After weeks of nonstop talk (including a lot of criticism) of SOPA and other antipiracy legislation, protecting online privacy is back in the news. The switch in focus came as the European Union announced sweeping changes to its data protection rules and Google released details of its new privacy policy, which goes into effect March 1.

Both the EU and Google insist that they are making the changes to streamline online privacy policies. The European commission said its 27 member states have implemented its data protection rules differently, “resulting in divergences in enforcement.” The EU changes incorporate a single set of data protection rules that will be valid across all member countries. The changes to the online privacy policy will reduce unnecessary administrative requirements, saving businesses around €2.3 billion a year, according to the EU.

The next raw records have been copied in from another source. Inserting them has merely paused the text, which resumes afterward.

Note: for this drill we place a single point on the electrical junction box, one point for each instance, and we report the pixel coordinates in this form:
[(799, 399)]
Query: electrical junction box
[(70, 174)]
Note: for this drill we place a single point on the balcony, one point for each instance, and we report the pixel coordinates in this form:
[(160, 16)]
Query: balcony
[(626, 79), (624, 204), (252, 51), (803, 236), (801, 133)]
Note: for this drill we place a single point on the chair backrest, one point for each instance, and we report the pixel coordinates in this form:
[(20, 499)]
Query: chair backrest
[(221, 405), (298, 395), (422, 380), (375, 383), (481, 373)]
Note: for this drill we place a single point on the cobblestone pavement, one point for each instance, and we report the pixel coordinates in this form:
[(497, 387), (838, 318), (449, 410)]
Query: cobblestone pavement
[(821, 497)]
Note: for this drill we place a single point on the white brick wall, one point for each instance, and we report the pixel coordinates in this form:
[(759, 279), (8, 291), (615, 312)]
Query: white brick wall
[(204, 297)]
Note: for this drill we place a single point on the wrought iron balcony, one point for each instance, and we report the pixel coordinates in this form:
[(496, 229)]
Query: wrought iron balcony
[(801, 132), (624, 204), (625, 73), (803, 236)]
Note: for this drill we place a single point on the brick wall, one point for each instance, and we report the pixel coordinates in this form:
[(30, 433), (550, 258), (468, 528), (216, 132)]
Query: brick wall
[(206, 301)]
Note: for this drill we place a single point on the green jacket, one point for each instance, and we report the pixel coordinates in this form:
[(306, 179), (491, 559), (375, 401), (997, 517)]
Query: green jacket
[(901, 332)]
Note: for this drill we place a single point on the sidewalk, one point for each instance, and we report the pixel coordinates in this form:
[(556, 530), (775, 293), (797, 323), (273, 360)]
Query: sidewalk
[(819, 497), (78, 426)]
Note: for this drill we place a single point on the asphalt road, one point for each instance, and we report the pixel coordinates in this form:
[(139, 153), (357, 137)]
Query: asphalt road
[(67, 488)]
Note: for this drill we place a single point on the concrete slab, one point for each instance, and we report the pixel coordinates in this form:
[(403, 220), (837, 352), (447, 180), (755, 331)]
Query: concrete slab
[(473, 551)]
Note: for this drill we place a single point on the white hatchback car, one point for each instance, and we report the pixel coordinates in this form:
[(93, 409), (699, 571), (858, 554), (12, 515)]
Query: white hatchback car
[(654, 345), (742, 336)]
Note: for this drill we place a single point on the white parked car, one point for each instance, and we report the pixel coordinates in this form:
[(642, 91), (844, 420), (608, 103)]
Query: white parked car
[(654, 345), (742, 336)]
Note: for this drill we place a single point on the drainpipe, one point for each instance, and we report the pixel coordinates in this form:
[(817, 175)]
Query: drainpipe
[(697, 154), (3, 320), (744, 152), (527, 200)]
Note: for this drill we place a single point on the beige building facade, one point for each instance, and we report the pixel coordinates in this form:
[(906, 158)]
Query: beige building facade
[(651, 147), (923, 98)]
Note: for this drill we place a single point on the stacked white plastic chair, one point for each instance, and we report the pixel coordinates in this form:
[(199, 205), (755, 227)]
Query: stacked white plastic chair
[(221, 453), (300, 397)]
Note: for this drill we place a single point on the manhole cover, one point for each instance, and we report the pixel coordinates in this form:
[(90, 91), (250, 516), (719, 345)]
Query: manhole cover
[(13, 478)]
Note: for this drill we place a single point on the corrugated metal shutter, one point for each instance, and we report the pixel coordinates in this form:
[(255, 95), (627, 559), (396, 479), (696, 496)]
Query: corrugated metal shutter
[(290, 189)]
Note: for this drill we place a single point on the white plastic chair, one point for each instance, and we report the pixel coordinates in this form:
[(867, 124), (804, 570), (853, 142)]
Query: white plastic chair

When announcing its changes, Google said it was replacing 60 different privacy policies with “one that’s a lot shorter and easier to read.” Under the new policy, for the first time Google Account users could have their information cross-referenced among several of Google’s sites. By treating users as a single entity across Google products, Google said it can provide better search results, ads and other content.

Of course, like everything else surrounding big online security and privacy changes, these two announcements were not without controversy. Critics of the EU’s new data protection rules say complying would hinder Internet innovation and create expensive, unnecessary new regulations for companies. (These criticisms were similar to those surrounding SOPA and antipiracy legislation, and we all know how well that turned out.)

Speaking of legislators, some were quick to point out detriments to Google’s new privacy rules. Reps. Edward J. Markey (D-Mass) and Joe Barton (R-Texas) have already sent a letter to the FTC saying Google’s new policy violates the agreement the company came to last year after privacy questions arose around Google Buzz.

So it sounds like these two big announcements are just the start of what will likely be a lengthy discussion of the best way to protect online privacy. In both the EU data protection revamp and Google’s new privacy policy, the two entities are trying to bolster business while at the same time protecting online privacy. It will be interesting to see if online privacy regulators and business can meet in the middle and best protect both commerce and the personal information of users. It definitely won’t be easy.